Genesis demonstrates that autonomous, evolutionary red-teaming can systematically uncover and generalize vulnerabilities in LLM web agents, even in black-box settings. The hybrid strategy library enables both creative and precise attacks, and the closed-loop design mirrors human adversarial learning. The high transferability of strategies across models and tasks suggests that current web agent architectures share fundamental weaknesses that are not easily mitigated by backend LLM improvements alone.

Future work should explore integrating Genesis-like frameworks into the development lifecycle of web agents for continuous security assessment, extending the approach to multimodal and tool-augmented agents, and developing automated defenses that can learn from evolving attack strategies.

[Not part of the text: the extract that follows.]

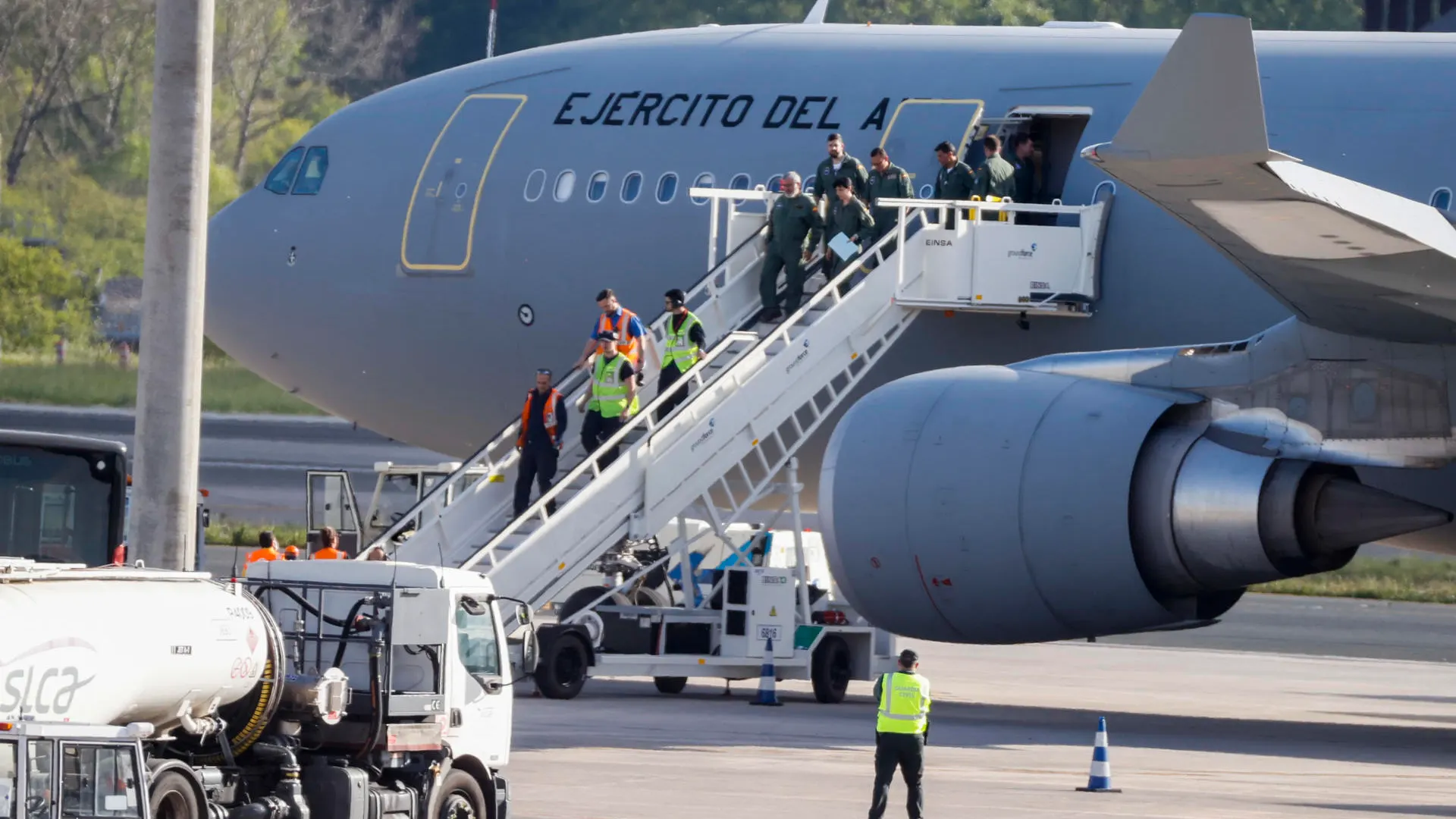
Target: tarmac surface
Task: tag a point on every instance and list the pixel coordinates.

Theoretical analysis of the space of transferable vulnerabilities and the limits of strategy evolution in adversarial environments remains an open research direction.

Conclusion

Genesis establishes a new paradigm for web agent red-teaming by introducing a closed-loop, evolutionary framework that autonomously discovers, summarizes, and evolves attack strategies. Its superior empirical performance, modular design, and demonstrated transferability highlight the necessity of dynamic, strategy-driven security evaluation for LLM-based agents. The framework provides a foundation for both advancing adversarial research and informing the design of more robust, secure autonomous systems.